Bid manager Mike Smith.
Bid manager Mike Smith.

SHOPPERS could soon be using a new method to make their purchases in the centre of Inverness with the city’s own gift card.

Inverness Business Improvement District (Bid) has been looking at the possibility of introducing a gift card which can be used at Bid member businesses and encourage more people to support their local economy.

Bid manager Mike Smith confirmed the idea was under consideration and he would be reporting to the board on the proposal within the next few weeks.

He said: "There is a fair degree of investment involved and risk attached because you have to meet the cost of setting the whole thing up and there are different ways of doing it.

"But it is something we will have a look at because we need to encourage engagement with our businesses."

A gift card scheme was launched in Elgin earlier this year by the town’s own Bid, known as Elgin Embrace, and has attracted interest from Inverness.

It is one of more than 20 towns and cities around the UK using a gift card developed by former Highland resident Colin Munro and his company Miconex.

Perth, the West End district of Glasgow, Sheffield and Cardiff are among the locations which have set up their own schemes.

Some 70 businesses, including national chains and local independents, have signed up to the Elgin gift card.
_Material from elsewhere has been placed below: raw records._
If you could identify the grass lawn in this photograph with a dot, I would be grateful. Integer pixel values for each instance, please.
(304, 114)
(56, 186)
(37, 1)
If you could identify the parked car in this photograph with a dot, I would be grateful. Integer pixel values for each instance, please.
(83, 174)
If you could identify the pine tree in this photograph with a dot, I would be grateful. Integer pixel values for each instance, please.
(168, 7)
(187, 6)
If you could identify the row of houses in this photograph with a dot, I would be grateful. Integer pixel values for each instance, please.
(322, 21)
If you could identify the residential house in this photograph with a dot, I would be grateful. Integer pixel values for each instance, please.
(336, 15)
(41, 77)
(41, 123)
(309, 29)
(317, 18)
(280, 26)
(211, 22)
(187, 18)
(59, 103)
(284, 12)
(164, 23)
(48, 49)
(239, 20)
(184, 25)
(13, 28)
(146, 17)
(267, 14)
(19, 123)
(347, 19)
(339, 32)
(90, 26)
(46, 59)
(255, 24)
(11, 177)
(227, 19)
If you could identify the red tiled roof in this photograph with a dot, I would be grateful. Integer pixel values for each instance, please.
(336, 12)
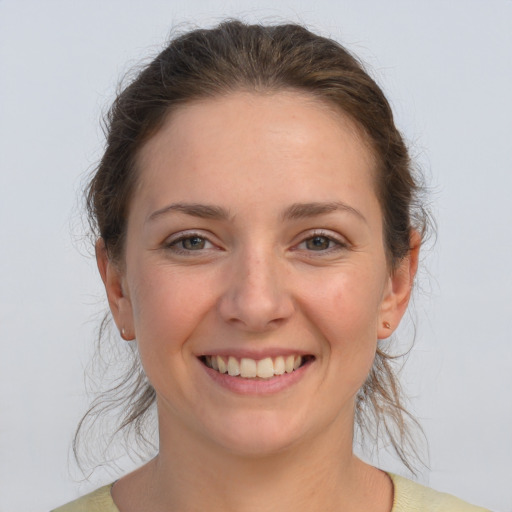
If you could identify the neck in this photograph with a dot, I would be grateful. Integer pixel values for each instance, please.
(320, 473)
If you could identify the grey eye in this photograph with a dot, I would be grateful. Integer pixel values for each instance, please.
(193, 243)
(318, 243)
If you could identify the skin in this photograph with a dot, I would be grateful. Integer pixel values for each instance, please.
(256, 281)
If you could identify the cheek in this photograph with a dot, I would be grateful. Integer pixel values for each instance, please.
(167, 307)
(345, 306)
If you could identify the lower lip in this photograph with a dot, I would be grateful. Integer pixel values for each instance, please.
(257, 386)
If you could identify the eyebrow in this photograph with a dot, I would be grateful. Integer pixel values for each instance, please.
(203, 211)
(304, 210)
(294, 212)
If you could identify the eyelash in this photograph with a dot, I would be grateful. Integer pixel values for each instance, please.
(174, 244)
(339, 245)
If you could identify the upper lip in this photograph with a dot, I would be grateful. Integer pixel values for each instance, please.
(256, 354)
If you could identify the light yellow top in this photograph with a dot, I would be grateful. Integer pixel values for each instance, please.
(408, 497)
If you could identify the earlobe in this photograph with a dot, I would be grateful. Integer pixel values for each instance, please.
(399, 290)
(118, 298)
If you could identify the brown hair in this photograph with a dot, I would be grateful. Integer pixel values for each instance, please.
(231, 57)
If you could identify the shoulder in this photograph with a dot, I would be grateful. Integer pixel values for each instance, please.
(413, 497)
(97, 501)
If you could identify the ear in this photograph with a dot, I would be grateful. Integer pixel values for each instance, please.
(118, 298)
(399, 288)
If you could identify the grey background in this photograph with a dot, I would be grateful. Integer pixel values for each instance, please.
(447, 69)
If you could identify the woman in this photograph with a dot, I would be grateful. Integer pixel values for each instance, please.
(258, 237)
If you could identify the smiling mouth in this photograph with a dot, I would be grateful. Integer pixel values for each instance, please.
(246, 368)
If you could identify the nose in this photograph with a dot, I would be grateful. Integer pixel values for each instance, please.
(256, 297)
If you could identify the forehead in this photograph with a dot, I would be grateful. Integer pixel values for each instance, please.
(259, 144)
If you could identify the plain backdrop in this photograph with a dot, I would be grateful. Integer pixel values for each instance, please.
(446, 67)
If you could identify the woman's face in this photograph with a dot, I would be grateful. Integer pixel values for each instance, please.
(254, 242)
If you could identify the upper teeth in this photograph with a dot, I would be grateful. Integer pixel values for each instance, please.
(250, 368)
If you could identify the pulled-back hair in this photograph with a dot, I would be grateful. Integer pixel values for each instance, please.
(232, 57)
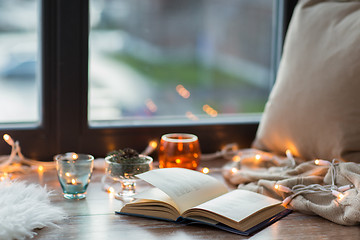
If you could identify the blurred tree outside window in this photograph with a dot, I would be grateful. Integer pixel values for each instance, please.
(158, 60)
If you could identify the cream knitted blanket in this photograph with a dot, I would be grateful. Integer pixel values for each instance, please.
(330, 190)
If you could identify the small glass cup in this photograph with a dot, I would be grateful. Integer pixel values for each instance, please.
(179, 150)
(74, 173)
(124, 172)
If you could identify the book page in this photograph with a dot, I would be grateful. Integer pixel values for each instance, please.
(157, 195)
(238, 204)
(187, 188)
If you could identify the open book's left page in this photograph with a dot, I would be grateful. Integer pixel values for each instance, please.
(187, 188)
(152, 203)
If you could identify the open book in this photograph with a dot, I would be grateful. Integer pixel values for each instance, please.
(188, 196)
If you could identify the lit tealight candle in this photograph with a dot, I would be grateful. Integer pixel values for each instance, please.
(4, 176)
(320, 162)
(8, 139)
(205, 170)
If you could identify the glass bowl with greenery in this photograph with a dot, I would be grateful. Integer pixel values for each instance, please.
(123, 165)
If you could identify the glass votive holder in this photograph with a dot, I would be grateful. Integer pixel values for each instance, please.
(179, 150)
(74, 173)
(125, 171)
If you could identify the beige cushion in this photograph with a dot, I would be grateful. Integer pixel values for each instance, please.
(314, 106)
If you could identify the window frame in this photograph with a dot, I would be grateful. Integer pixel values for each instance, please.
(64, 72)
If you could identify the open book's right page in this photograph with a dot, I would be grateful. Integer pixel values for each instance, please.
(238, 204)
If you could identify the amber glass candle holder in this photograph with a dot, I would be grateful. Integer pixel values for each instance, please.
(179, 150)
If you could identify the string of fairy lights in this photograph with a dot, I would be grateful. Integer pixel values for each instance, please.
(17, 162)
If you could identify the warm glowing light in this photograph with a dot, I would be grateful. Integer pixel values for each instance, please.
(236, 158)
(206, 170)
(210, 111)
(8, 139)
(282, 188)
(3, 176)
(320, 162)
(111, 190)
(151, 105)
(182, 91)
(337, 194)
(191, 116)
(153, 144)
(340, 196)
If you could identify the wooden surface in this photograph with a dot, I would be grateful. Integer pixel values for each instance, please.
(94, 218)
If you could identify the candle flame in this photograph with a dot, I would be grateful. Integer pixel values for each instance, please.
(205, 170)
(4, 176)
(153, 144)
(111, 190)
(8, 139)
(236, 158)
(340, 196)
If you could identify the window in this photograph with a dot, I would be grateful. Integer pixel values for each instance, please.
(64, 123)
(160, 61)
(19, 81)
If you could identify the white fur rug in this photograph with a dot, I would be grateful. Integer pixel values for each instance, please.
(24, 208)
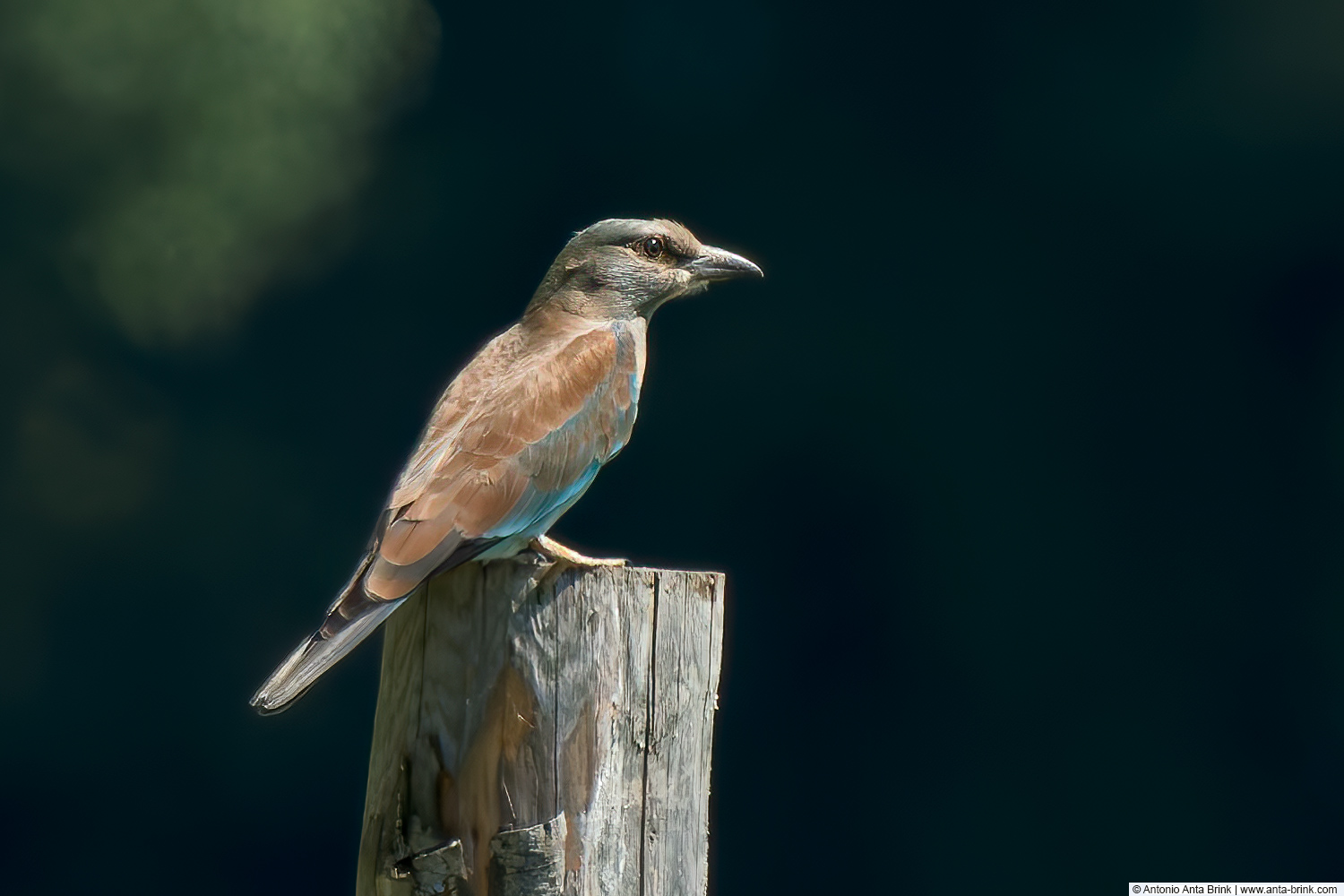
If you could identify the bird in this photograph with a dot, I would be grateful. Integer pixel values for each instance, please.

However, Elgin Embrace manager Gill Neill warned that a successful gift card scheme required a large initial investment.

"We did it on behalf of all our members because it is an incredibly expensive programme to put together," she said.

"Set up costs are in the region of £20,000, so you will find that most of the town gift cards are being run by business improvement districts on behalf of their membership.
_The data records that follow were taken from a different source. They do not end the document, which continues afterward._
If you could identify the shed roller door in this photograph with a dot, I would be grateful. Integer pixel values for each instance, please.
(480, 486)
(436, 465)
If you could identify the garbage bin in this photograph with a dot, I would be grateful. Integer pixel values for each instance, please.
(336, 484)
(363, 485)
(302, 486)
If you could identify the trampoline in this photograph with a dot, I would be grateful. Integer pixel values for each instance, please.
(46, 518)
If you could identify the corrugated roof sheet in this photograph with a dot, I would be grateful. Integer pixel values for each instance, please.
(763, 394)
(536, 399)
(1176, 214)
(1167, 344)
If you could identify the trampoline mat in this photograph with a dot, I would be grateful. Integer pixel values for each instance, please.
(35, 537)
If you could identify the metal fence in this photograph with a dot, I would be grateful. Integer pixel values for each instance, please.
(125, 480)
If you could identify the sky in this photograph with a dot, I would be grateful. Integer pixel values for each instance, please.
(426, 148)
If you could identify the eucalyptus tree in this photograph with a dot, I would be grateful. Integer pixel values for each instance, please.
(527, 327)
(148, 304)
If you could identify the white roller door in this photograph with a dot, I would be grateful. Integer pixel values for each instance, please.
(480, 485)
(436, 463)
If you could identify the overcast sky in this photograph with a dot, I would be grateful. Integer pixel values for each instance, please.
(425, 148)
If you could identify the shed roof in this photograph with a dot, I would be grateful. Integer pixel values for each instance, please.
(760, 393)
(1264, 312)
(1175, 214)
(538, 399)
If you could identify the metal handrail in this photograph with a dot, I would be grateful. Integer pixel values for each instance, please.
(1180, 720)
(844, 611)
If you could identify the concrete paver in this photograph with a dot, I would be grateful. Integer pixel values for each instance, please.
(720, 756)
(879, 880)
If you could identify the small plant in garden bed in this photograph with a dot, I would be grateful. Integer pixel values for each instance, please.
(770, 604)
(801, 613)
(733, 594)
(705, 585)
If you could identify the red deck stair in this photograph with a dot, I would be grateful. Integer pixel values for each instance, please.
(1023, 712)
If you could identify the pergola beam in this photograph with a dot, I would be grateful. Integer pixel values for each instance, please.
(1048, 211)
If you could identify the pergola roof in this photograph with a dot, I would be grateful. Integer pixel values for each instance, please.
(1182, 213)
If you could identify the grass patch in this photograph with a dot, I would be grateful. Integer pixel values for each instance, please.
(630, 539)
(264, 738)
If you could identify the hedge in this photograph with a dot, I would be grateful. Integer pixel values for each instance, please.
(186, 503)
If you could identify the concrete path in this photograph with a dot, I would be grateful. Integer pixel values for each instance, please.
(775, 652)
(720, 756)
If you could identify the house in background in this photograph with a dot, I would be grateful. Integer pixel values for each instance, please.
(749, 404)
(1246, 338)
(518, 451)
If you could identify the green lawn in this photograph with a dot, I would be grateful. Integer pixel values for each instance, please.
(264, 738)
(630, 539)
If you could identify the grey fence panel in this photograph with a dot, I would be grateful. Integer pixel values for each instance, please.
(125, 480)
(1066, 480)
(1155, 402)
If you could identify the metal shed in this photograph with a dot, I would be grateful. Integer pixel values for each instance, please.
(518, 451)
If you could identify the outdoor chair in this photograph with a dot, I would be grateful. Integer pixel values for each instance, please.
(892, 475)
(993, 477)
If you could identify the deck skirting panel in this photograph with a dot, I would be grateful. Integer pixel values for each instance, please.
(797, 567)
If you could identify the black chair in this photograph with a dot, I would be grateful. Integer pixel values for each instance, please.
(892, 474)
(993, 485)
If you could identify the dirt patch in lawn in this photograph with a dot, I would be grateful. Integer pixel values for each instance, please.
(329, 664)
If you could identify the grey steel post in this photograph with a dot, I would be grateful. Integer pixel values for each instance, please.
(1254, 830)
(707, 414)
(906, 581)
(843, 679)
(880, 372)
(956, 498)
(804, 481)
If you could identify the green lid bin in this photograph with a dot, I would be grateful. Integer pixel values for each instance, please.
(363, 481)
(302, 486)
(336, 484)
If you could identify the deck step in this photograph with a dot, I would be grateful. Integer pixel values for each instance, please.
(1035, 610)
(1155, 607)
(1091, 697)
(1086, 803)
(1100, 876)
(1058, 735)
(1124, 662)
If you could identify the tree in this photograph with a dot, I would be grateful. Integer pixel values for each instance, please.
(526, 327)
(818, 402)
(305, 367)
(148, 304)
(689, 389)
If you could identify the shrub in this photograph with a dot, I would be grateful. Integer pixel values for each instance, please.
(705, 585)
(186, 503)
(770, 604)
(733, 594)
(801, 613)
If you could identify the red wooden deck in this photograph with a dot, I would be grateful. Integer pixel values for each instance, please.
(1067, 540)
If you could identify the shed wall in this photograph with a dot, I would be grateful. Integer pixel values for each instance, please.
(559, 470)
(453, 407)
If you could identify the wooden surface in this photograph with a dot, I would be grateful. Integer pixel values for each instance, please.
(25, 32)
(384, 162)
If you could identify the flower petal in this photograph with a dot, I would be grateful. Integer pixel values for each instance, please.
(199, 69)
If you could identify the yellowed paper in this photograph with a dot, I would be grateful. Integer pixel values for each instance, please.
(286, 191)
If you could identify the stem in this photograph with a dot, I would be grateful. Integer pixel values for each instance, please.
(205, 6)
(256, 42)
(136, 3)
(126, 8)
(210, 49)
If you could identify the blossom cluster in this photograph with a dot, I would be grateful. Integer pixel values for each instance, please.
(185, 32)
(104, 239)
"The businesses in the town have been really, really responsive and really positive, but I think a big part of that is we are covering the costs.

"I strongly suspect that if we had not and had been asking people to pay, you would not have had the same uptake."

The initiative has also been well received by shoppers in the town.

"The public see it as a very positive thing," she added.

"Rather than being given a specific gift card that they use in one shop, they get an Elgin Gift Card that they can used in one of the 70 places in the town.

"They can use it to buy clothes, get their hair done, have a meal or put it towards a holiday or buying furniture.

"People are still very positive about embracing the Shop Local message and we hope this will encourage people to perhaps visit businesses they have never used before.

"From the point of view of what a Bid is trying to do, it’s meeting its aim."

Inverness Chamber of Commerce president Liam Christie sees the prospective Inverness card as a good move for the Highland capital.

"It’s a good way of getting people back into the city centre," he said.